Solar panels are planned for the shed roofs, and Proud is investigating using biodiesel for the vineyard vehicles and machinery. There is already a partnership in place with the Yarra Ranges Council Ribbons of Green program and Melbourne Water to plant biodiversity corridors of native species, though a series of public events that was on the table to assist in the process and help educate was put back on the shelf due to COVID-19 restrictions, for now.
While the resilience that has been built into the vines and entire local ecosystem insulates the vineyard against growing challenges, Proud also notes that the management has tangibly built characters in the wines that would not otherwise be present. “One thing that we and others always notice in our wines is the tannin profile. It’s a regular comment or point of discussion when people taste our wines. The chalky, fine tannins come from our vineyards and the fruit. It’s not from oak barrels, as we used old oak, nor do we add tannin products.”

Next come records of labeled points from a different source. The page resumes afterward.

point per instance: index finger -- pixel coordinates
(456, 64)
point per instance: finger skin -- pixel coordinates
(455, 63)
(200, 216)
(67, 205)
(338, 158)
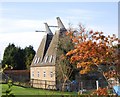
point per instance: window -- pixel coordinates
(38, 74)
(51, 74)
(44, 74)
(32, 74)
(35, 60)
(51, 58)
(46, 58)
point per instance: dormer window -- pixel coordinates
(38, 74)
(38, 60)
(51, 58)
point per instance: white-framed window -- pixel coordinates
(38, 60)
(38, 73)
(51, 58)
(51, 74)
(44, 74)
(32, 74)
(46, 58)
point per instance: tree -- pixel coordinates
(13, 56)
(91, 50)
(17, 58)
(65, 70)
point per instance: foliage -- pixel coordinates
(101, 92)
(17, 58)
(29, 55)
(92, 49)
(9, 90)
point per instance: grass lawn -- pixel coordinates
(17, 90)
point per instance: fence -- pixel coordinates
(16, 75)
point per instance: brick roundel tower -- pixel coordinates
(42, 70)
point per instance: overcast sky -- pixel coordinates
(20, 20)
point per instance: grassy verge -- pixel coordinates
(17, 90)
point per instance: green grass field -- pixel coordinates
(17, 90)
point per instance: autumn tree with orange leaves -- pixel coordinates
(93, 49)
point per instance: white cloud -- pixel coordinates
(21, 32)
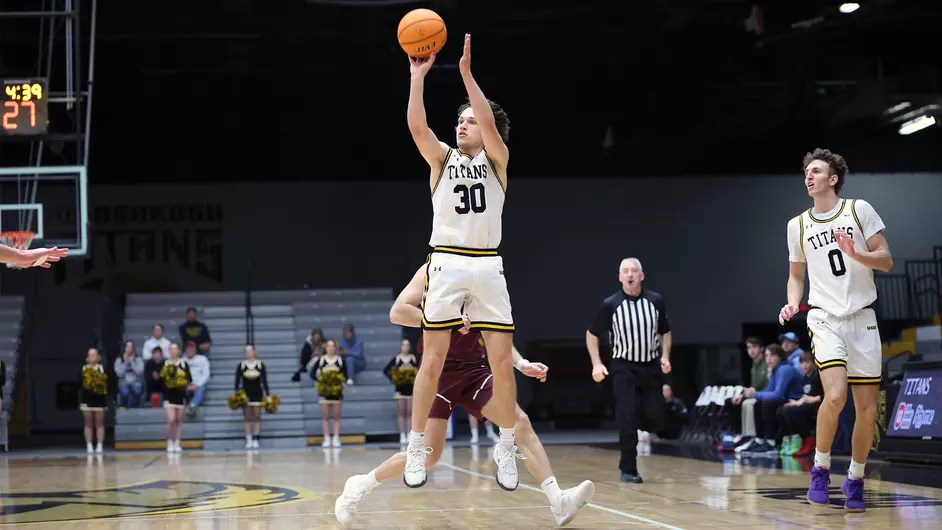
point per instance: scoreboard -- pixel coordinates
(25, 107)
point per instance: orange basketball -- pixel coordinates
(421, 32)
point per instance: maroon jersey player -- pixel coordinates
(466, 381)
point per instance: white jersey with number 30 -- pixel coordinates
(467, 203)
(838, 284)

This tannin is a result of the typically thick skins of the fruit, says Proud, a product of calcium release in the soil and uptake into the vines. “Calcium is a vital nutrient for plants as it strengthens the cell walls. Calcium can quite often be low in Yarra Valley soils. Instead of purchasing and spreading lime, we have built up an adequate amount of plant-available calcium through our soil-health program. The broken-down organic matter is mobilised into a plant-available format via soil microbes. We regularly test through independent laboratories and have an ‘ideal’ soil calcium level. It’s a great example of how our management philosophy in the vineyards is reflected in the wine glass.”